Forrester senior analyst Paddy Harrington said businesses might reconsider automatic software updates, meaning vendors may need to offer opt-in options for automatic updates. Gartner director analyst Eric Grenier said CrowdStrike’s acceptance of responsibility is critical to regaining trust, and detailed root-cause analysis and changes in QA procedures are essential for gaining future confidence (see: CrowdStrike Disruption Restoration Is Taking Time).
How Should Rivals Respond to CrowdStrike's Misfortune?
Responses from endpoint security rivals of CrowdStrike have ranged from empathy and support to more boorish behavior and aggressive sales tactics. Followers on LinkedIn praised Sophos CEO Joe Levy for writing, "We should also avoid 'we don't crash systems' claims while people's worlds are upside down" since "moments like this happen to the best of us, and we all deserve peer support."
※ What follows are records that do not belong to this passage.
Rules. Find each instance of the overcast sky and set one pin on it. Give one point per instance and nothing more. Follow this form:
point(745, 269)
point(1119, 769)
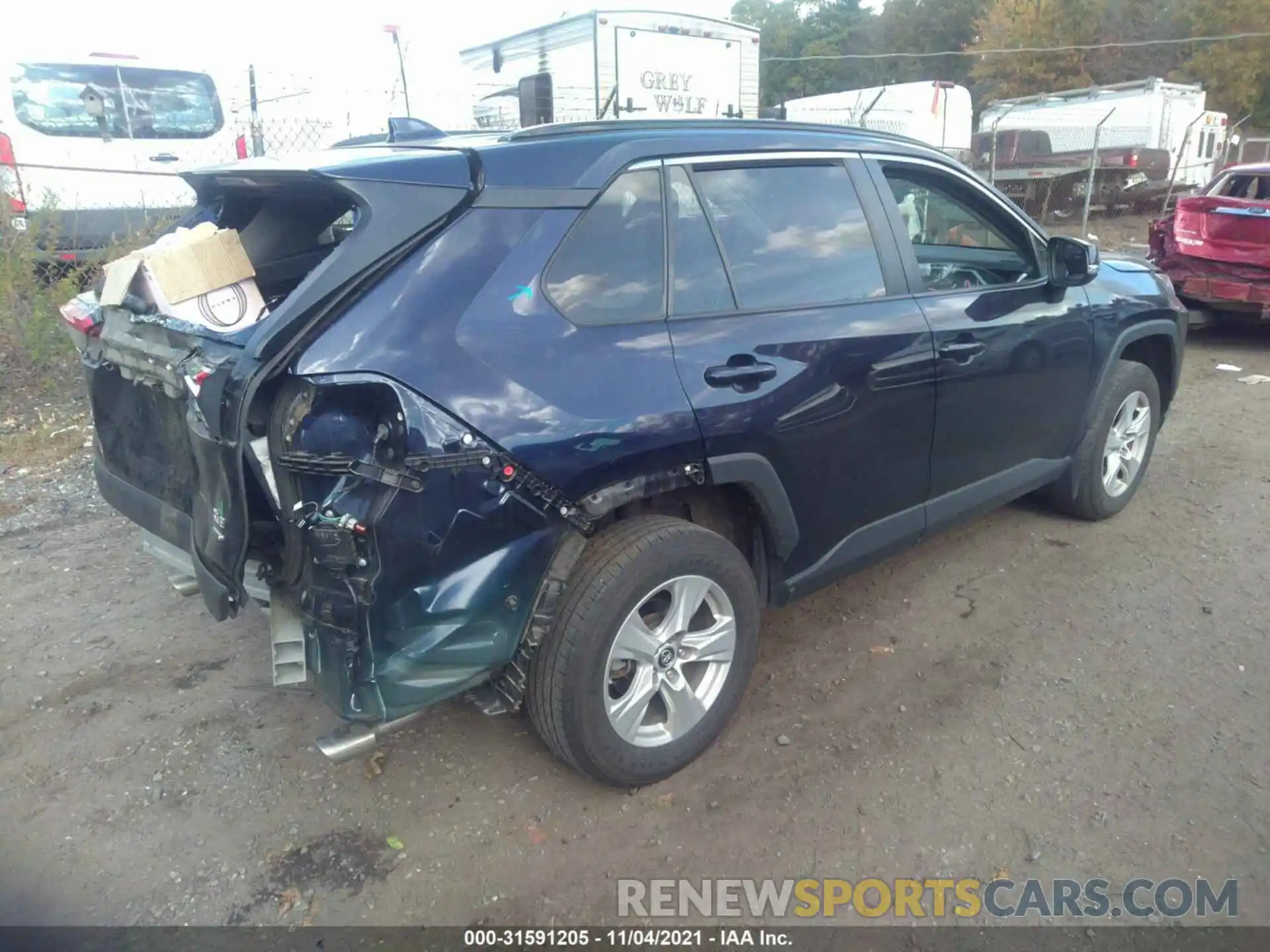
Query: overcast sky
point(300, 45)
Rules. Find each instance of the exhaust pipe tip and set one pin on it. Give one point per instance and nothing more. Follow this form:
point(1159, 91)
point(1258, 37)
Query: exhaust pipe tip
point(356, 740)
point(186, 586)
point(347, 743)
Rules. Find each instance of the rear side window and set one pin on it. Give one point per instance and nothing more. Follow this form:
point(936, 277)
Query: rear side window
point(793, 235)
point(135, 102)
point(611, 267)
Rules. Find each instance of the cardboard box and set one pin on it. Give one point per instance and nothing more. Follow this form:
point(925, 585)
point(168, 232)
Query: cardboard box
point(200, 276)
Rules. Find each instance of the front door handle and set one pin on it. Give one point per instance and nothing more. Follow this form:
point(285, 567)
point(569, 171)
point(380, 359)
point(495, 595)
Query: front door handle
point(740, 375)
point(963, 349)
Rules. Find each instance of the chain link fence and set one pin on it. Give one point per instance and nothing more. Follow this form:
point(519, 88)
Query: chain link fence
point(1100, 180)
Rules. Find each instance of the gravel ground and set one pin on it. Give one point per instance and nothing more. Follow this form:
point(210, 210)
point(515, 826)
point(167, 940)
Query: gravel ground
point(1025, 694)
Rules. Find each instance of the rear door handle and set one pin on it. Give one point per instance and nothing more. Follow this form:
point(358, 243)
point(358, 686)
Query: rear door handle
point(963, 349)
point(738, 375)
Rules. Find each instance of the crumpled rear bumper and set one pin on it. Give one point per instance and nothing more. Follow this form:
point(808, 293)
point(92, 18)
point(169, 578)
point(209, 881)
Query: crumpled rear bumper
point(1232, 286)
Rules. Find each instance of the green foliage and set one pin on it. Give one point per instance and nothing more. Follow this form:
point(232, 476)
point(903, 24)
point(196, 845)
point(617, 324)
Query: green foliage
point(31, 292)
point(33, 286)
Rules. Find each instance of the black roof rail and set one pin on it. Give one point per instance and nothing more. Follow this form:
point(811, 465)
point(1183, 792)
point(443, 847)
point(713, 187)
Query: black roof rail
point(610, 126)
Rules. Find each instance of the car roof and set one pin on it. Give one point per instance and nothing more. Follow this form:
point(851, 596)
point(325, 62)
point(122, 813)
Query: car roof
point(588, 154)
point(1255, 168)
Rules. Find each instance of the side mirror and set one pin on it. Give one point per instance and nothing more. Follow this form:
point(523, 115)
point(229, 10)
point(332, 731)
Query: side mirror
point(1072, 262)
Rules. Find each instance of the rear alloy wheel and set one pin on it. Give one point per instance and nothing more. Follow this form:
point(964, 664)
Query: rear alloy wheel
point(651, 653)
point(1113, 457)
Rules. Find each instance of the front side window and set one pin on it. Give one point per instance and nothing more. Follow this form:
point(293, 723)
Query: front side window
point(135, 102)
point(960, 238)
point(611, 267)
point(794, 235)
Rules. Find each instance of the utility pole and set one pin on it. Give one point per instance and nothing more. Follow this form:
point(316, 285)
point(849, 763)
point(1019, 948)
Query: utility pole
point(397, 42)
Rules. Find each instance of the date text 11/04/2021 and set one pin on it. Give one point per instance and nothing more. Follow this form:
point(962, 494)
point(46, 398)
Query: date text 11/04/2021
point(626, 937)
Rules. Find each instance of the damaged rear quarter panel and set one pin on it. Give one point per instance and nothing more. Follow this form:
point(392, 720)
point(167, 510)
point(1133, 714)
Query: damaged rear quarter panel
point(579, 407)
point(582, 408)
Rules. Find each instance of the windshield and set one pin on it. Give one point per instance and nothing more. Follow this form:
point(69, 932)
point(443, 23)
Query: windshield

But many panned Cybereason for launching an "emergency hotline" to help companies affected by the CrowdStrike outage, and clients were told to call 1-833 NO CROWD. The company has since removed the news release announcing this hotline. Trellix CEO Bryan Palma said what happened at CrowdStrike couldn't happen at Trellix since the company does phased updates and lets clients decide what to deploy and when.
Harrington expects businesses to push CrowdStrike and other software providers with kernel-level access to include vendor-induced outages in their warranties rather than just protection against security incidents. While the outage will slow new business acquisition, analysts don't expect mass customer switching due to high costs and CrowdStrike's overall trust within its client base.
Despite customers such as Musk, "switching is not an easy task," Dickson said, "and CrowdStrike has built up a lot of goodwill and trust within its customer base."
Going forward, analysts would like to see both enhanced quality assurance and testing procedures - possibly involving multiple labs or stages - as well as detailed documentation and adherence to those procedures. Customers should inquire about the specific QA processes, testing procedures and security measures that vendors have in place to ensure updates do not cause similar issues in the future, they said.
"This is going to be just a little blip for CrowdStrike," said IT-Harvest chief research analyst Richard Stiennon. "CrowdStrike is so well-respected, and its customers are so happy with the products, that they'll continue to be customers."